Banks voice approval of phone biometrics

Mark Pawleski, technical group leader at BT, revealed that the telco’s internal voice verification service, URU (You are You), is being readied as a commercial product to be offered to third-party organisations as a ready-made service called URU-Plus.

The aim of the service is to authenticate web and telephony users – usually by calling back their nominated mobile phone – and verifying their identity using voice verification and confirmation technology.

Even though several third-party firms are expected to use the service under their own brands – BT is already in discussions with a major bank, said Pawleski – only one central database and web interface will be required, thus cutting the cost of URU-Plus for clients.

Another exhibitor, VoiceVault, which describes itself as the world’s first and only biometric certification service provider, has licensed its technology to VoicePay. The latter is the latest brainchild of Nick Ogden, founder of WorldPay, the electronic payments firm.

Ogden is seeking to make VoicePay, based on his voice biometrics system of the same name, as well-known as WorldPay. VoicePay allows phone users to authenticate and irrevocably authorise a web or phone mail order or service transaction using the sound of their own voice.

The technology is ideally suited to a web retail transaction, said Vance Harris, VoiceVault’s chief technology officer, since it is fast and highly effective, authenticating users in real time as they speak their names and other vocal identifiers.

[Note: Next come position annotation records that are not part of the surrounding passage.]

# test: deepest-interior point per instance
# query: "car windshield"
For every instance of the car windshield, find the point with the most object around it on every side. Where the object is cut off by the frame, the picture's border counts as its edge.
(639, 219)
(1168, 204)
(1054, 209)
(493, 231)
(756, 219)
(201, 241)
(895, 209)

VoiceVault’s technology is also being trialled by the Allied Irish Bank (AIB), which is using the voice verification system as part of its automated password reset service for e-banking customers.

Brian Sweeney, service desk manager at AIB, said that voice biometrics is ideal for use as part of the bank’s interactive voice response system, which automatically handles tens of thousands of password resets – without human intervention – every week.

“The technology gives a low error rate in a real world situation, over the phone, and allows our operators to get on with other things than helping customers reset their passwords,” he explained.